Either the comprehensive care is complex, difficult, and best provided by an extensively trained (and expensive) physician, or it’s usually straightforward, algorithm driven, not particularly complex, and best provided by a less expensive midlevel (with much less training).
Arguing those providing comprehensive care should be paid more, then arguing that we should have midlevels delivering a lot more comprehensive care seems schizophrenic. And it’s not convincing.
Why do you think they care ? I mean, the politicians, why do you think they care ? They just want to be reelected.
Where and how does primary care save money?

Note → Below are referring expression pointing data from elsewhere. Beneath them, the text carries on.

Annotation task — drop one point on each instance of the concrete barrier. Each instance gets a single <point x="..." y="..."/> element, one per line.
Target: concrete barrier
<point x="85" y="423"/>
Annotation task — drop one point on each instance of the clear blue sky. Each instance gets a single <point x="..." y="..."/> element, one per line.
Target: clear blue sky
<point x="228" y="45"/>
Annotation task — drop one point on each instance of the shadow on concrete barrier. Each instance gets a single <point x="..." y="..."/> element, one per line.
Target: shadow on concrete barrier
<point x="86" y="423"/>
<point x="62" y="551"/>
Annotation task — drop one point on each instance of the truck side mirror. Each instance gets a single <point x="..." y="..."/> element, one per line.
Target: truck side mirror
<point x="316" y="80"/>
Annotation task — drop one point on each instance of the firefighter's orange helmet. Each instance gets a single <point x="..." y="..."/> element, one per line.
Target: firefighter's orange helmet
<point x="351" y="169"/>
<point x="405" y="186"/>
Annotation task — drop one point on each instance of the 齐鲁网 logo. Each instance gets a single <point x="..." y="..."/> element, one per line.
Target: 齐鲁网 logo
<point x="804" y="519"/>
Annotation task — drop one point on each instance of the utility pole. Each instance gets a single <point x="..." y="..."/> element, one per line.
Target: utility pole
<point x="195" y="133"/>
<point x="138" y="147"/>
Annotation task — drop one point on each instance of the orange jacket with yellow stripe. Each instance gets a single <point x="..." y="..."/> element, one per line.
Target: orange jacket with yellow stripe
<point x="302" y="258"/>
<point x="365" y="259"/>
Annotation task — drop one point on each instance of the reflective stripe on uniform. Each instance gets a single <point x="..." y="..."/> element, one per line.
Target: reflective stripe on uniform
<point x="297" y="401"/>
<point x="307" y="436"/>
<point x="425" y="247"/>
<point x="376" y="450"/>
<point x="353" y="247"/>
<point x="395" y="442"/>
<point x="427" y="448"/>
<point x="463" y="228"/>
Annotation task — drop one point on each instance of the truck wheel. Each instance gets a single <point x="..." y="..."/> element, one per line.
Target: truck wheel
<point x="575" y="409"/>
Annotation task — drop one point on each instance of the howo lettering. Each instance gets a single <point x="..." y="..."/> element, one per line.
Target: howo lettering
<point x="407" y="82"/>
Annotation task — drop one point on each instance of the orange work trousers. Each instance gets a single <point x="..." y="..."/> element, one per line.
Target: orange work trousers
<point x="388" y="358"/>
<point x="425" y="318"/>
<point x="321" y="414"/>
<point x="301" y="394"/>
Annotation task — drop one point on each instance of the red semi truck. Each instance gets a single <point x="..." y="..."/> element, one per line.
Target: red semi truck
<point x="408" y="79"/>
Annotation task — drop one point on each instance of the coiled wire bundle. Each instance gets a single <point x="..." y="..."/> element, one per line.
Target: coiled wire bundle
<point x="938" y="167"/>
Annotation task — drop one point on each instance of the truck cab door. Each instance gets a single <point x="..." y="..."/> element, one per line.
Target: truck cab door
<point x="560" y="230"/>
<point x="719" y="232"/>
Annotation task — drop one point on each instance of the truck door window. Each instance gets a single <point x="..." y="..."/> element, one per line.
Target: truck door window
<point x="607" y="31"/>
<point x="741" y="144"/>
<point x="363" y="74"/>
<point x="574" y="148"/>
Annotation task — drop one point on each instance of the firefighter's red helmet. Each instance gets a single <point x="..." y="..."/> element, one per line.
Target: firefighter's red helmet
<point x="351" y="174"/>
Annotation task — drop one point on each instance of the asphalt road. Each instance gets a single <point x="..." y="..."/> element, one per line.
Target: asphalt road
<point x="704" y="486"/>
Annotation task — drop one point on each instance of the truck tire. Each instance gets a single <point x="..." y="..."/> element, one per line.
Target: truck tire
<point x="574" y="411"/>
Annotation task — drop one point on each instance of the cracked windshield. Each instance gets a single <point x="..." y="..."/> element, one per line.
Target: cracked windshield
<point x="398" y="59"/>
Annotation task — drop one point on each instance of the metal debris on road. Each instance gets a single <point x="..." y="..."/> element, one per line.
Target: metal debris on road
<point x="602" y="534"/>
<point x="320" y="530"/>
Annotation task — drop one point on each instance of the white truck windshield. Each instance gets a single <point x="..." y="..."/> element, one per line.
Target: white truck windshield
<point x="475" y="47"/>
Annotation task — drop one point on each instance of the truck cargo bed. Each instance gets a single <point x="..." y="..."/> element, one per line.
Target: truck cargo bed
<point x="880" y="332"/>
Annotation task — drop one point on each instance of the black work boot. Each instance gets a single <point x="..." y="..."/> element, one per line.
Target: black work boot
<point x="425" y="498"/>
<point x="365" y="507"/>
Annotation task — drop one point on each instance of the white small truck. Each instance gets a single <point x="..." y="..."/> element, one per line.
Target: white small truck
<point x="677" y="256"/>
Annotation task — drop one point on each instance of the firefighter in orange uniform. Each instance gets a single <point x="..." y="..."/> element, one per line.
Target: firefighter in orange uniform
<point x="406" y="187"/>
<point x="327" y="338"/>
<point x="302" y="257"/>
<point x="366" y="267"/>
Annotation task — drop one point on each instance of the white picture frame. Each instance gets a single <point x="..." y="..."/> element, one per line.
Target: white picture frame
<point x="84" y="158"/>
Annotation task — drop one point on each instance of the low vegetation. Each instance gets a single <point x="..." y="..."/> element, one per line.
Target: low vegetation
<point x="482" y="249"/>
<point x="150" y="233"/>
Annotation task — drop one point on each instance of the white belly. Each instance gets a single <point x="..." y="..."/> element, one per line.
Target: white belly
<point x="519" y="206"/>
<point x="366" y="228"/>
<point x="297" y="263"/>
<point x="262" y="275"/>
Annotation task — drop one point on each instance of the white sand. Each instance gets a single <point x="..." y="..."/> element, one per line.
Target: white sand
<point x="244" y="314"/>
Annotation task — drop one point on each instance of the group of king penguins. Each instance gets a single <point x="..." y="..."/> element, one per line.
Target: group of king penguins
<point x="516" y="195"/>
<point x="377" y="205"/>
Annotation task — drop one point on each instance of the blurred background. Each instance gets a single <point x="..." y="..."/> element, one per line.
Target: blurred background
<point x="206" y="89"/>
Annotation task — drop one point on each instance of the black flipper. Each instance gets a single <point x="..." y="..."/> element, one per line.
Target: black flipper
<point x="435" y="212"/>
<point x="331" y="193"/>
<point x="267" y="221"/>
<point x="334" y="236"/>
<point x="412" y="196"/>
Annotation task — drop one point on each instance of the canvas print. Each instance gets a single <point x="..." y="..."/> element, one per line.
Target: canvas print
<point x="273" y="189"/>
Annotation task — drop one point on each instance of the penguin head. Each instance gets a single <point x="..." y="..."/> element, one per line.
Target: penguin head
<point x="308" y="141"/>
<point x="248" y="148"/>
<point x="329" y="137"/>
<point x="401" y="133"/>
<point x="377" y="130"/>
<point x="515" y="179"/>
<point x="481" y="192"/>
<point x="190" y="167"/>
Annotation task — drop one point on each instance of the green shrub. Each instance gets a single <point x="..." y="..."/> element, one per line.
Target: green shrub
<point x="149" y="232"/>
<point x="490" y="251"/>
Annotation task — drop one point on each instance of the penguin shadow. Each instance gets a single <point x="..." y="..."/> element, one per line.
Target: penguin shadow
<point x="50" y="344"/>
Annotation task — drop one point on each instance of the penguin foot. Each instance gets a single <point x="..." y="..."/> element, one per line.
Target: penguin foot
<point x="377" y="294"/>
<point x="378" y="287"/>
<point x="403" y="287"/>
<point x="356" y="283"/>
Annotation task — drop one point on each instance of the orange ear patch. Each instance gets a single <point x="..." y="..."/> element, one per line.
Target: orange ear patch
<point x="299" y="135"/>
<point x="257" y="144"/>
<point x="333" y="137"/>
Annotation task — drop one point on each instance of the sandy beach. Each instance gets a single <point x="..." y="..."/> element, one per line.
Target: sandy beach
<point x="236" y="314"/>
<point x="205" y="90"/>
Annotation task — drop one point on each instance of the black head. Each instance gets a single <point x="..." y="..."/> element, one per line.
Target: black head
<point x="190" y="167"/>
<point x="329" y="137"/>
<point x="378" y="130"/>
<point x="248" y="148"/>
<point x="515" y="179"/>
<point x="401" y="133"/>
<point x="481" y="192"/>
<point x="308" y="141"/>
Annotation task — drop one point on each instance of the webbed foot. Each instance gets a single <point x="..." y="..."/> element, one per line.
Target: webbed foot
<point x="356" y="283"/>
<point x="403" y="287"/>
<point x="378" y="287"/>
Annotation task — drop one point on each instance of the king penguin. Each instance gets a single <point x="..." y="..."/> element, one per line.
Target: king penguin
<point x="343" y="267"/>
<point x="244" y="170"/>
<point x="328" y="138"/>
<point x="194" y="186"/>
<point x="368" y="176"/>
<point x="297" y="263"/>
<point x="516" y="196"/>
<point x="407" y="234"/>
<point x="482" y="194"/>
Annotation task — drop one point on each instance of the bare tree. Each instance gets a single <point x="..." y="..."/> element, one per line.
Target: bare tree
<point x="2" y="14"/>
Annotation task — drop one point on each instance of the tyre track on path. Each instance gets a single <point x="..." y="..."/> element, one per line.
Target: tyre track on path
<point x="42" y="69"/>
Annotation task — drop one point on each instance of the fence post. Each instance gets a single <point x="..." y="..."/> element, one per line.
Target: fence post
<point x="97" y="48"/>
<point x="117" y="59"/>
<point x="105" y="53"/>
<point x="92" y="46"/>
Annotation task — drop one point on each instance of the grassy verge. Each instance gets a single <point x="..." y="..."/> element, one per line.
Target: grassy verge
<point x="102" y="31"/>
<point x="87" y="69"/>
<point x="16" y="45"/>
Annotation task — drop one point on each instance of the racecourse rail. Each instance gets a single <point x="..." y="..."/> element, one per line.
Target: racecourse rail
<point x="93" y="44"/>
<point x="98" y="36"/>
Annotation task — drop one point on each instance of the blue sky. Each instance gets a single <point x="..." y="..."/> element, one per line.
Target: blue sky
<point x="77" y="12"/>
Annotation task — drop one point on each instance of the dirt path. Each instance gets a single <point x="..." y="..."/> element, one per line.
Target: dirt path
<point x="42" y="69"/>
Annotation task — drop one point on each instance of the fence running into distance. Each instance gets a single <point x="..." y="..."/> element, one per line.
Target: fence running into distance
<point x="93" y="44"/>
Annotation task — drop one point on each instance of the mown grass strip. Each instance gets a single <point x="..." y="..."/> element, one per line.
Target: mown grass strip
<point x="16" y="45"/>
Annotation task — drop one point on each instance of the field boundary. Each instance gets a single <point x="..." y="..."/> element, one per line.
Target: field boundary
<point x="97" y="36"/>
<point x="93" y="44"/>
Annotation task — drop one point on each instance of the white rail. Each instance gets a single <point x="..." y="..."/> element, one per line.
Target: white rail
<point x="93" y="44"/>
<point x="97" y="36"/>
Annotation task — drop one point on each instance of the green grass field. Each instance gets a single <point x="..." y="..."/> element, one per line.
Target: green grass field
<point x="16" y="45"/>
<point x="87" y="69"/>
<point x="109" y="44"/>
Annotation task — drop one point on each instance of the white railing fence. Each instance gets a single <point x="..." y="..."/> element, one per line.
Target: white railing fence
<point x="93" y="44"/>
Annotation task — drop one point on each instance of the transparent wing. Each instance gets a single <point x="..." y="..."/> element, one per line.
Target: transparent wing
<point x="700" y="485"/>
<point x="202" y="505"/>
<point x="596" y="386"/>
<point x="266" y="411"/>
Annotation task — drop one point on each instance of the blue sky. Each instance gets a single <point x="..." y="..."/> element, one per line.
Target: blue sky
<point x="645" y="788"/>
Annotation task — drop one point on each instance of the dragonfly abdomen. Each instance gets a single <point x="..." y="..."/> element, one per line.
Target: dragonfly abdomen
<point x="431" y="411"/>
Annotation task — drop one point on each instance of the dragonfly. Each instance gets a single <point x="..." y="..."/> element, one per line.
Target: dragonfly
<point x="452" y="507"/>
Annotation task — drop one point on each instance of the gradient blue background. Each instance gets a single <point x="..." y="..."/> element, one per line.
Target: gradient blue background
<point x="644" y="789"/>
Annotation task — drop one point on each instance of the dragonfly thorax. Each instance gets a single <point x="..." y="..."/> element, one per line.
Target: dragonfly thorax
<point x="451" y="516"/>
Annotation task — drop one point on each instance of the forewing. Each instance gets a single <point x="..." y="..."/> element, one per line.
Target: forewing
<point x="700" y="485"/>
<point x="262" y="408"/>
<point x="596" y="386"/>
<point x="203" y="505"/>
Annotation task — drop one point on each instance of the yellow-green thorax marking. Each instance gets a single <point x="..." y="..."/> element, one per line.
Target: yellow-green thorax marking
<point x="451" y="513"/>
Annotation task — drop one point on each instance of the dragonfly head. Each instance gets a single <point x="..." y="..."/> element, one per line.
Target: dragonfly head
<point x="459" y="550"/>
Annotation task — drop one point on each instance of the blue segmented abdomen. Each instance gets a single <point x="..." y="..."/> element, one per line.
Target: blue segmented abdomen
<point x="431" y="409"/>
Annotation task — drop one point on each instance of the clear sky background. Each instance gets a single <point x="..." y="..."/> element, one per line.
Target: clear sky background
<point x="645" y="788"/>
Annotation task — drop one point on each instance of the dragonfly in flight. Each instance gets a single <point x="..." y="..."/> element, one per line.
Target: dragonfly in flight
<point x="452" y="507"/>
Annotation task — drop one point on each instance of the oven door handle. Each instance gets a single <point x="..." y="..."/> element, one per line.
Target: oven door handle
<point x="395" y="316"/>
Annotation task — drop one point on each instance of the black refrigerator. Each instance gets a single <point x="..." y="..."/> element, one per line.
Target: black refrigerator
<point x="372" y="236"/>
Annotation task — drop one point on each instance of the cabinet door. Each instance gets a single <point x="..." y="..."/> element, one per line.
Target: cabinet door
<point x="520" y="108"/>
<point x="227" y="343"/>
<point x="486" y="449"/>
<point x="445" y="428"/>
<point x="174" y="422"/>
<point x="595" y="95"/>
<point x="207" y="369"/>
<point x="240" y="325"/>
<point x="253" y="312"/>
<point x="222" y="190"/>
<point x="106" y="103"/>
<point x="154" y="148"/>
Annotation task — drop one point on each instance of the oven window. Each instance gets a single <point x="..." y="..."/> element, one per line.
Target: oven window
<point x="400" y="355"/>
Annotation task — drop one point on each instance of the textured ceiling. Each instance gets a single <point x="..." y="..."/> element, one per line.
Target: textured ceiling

Whether provided by MDs, DOs, PAs, or NPs, more people being evaluated means more follow-up visits, more imaging, more referrals to specialists. It’s likely true that a visit to an office based primologist (just made that one up) is less expensive than the same complaint being evaluated in an ER, but that’s a false comparison. A lot of people with headaches, back pain, hyperglycemia/DM2, htn, DJD, bellyaches, ad nauseam, put up with symptoms rather than get help because accessing help is difficult/expensive/time consuming. With more and better-insured access to the primologist, stuff that gets tolerated now would get (appropriately but sometime expensively) evaluated and treated. More screening leads to more biopsies, more discovery of asymptomatic disease such as htn that will require treatment. I’m all for all of the above- barriers to care being removed, symptoms being relieved, advanced disease being prevented- but selling it as a cheaper way to run a society is likely to not work out, and lead to disappointment, to say the least. With a better run medical system, including easy access to primary care, people will live longer, increasing costs of SS and Medicare. Again, a better situation overall, but not a cost reducer. You might point to France or Japan as an example, but 85% Americans have certain expectations of quality and quantity of service that they will not willingly give up for the 15% who do not.